Selon Pamela Mang, le design régénératif marque une évolution significative du concept de design responsable. Les pratiques de conception durable se sont principalement concentrées sur la minimisation des dommages causés à l’environnement et à la santé humaine, et sur une utilisation plus efficace des ressources, ralentissant ainsi la dégradation des systèmes naturels de la terre. Les partisans d’une approche régénératrice de l’environnement bâti estiment qu’une approche systémique globale beaucoup plus profondément intégrée de la conception et de la construction des bâtiments et des établissements humains (et de presque toutes les autres activités humaines) est nécessaire.

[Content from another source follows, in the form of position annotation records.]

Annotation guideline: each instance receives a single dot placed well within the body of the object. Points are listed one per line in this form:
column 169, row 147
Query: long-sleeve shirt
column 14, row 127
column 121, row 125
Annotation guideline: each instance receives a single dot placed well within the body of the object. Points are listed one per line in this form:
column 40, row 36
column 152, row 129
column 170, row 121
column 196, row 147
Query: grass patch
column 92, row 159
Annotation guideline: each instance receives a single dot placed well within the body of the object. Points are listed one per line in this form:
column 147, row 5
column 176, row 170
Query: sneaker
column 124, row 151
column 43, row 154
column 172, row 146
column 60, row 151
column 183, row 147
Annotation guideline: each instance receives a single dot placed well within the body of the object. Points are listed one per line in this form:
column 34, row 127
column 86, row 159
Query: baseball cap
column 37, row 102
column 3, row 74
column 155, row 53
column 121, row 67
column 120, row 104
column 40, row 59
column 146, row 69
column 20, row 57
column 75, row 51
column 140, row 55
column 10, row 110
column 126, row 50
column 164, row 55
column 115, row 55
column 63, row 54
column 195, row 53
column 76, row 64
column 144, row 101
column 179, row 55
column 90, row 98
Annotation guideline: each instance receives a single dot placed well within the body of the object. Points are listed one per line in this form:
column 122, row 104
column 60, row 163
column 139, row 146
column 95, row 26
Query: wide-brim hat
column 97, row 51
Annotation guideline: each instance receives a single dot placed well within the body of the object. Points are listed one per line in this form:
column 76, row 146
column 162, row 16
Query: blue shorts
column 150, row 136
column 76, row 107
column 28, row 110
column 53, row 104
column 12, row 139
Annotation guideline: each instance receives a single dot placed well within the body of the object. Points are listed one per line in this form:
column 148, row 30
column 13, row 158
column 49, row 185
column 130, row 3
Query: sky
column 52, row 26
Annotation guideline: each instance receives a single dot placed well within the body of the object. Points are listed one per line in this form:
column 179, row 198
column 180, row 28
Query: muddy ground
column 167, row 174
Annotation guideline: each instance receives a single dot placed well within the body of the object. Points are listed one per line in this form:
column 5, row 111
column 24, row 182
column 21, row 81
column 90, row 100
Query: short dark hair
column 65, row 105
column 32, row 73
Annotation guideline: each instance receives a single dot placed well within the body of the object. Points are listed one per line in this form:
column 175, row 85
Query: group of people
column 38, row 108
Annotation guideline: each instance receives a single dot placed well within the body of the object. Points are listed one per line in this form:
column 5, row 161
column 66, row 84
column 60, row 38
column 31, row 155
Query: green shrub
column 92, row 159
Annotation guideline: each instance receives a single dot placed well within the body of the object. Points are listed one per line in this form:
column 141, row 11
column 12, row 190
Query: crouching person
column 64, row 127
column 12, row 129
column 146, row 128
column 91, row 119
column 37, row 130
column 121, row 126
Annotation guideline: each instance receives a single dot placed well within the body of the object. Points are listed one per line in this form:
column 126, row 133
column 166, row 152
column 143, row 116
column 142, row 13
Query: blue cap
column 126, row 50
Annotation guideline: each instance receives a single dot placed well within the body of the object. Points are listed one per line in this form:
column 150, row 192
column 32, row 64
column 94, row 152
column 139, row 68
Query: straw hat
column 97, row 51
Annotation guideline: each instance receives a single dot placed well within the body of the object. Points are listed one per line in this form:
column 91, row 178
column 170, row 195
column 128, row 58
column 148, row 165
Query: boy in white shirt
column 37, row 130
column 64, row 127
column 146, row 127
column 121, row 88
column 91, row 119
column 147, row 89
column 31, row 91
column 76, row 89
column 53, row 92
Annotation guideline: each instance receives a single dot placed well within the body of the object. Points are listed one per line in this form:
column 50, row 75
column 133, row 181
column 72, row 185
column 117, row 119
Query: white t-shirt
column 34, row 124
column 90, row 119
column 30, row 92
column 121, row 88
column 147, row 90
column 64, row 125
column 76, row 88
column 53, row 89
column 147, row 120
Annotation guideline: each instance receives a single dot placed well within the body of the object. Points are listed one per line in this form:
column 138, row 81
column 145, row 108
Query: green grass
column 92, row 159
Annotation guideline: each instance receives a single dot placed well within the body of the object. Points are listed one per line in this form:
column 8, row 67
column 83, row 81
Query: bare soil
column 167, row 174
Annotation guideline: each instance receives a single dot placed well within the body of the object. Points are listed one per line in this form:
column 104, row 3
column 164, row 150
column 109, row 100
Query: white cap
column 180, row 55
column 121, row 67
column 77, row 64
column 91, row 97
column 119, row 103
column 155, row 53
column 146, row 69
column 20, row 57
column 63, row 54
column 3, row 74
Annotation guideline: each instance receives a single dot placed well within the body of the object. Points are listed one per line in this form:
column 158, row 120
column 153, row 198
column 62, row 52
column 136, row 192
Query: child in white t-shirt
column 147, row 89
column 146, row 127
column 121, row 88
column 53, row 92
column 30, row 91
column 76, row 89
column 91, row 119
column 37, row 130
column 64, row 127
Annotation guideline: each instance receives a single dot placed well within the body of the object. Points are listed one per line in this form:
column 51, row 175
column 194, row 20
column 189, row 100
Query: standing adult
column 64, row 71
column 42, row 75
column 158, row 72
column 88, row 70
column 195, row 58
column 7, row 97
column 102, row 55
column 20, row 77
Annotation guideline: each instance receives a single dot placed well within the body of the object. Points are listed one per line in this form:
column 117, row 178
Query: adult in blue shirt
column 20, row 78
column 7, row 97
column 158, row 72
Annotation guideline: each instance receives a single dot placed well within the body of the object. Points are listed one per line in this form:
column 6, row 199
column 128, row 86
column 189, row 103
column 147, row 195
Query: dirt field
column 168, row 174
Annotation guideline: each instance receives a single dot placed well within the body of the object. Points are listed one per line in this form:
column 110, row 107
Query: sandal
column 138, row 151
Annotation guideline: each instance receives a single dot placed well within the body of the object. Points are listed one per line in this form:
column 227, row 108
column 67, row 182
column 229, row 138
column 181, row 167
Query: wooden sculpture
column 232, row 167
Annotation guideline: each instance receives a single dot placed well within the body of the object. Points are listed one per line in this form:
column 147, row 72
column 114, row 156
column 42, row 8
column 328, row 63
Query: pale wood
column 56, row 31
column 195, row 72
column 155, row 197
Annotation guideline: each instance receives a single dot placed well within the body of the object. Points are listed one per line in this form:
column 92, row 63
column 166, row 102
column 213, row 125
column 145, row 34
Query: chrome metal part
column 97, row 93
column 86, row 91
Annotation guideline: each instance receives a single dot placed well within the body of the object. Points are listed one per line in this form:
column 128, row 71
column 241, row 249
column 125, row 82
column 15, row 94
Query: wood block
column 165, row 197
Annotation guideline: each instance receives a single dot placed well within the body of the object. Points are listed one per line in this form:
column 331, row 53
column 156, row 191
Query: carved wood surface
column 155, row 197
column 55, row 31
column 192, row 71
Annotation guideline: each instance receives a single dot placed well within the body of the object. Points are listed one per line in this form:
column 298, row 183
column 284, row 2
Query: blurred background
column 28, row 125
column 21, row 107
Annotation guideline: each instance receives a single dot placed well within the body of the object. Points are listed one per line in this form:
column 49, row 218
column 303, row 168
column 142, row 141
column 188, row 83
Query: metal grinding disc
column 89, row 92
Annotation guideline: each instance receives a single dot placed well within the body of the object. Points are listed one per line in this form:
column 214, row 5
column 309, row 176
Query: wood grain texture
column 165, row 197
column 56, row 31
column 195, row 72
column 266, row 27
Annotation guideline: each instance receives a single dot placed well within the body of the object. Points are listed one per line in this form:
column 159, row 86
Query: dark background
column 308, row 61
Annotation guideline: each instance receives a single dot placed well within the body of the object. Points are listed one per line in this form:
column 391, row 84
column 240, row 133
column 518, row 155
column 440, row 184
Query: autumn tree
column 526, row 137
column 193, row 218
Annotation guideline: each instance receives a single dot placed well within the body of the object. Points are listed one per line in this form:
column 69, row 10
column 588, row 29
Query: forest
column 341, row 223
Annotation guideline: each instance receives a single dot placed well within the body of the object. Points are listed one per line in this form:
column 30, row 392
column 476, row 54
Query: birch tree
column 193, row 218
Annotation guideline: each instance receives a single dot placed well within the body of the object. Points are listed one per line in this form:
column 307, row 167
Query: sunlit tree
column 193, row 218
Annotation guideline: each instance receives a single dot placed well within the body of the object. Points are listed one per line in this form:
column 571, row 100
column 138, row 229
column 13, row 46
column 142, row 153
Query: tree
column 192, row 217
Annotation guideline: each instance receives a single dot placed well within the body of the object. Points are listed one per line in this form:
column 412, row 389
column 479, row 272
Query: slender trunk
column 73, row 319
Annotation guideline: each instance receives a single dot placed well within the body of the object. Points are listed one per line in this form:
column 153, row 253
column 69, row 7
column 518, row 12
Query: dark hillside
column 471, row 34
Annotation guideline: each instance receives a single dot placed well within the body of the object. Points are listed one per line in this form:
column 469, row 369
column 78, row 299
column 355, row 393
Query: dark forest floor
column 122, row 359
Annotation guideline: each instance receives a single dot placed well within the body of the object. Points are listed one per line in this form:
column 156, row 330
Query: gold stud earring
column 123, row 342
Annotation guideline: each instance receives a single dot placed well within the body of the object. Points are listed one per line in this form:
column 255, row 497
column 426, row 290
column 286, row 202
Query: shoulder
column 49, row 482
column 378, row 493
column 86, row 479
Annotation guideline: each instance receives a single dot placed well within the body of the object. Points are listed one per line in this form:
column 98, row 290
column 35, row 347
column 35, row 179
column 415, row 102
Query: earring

Les approches régénératives cherchent non seulement à inverser la dégénérescence des systèmes naturels de la terre, mais également à concevoir des systèmes humains capables de co-évoluer avec les systèmes naturels – évoluer d’une manière qui génère des bénéfices mutuels et une plus grande expression globale de la vie et de la résilience. Elles s’inspirent des capacités d’auto-guérison et d’auto-organisation des systèmes vivants naturels. 

L’architecture régénérative permet d’améliorer notre qualité de vie en nous reconnectant à la nature et en permettant de multiples interactions mutuellement bénéfiques au sein de celle ci. L’architecture régénérative se déploie dans des espaces qui permettent une expérience directe de la lumière, de l’air, de l’eau, des plantes, des animaux au coeur des écosystèmes naturels. L’hypothèse sous jacente à sa genèse c’est que les humains ont une affinité innée pour la nature et que leur connexion à celle ci est importante aussi bien pour leur santé physique que mentale. La contribution positive des humains est possible, chacun de nous peut contribuer à la régénération de la nature depuis chez soi ou au travail, dans sa ville ou village.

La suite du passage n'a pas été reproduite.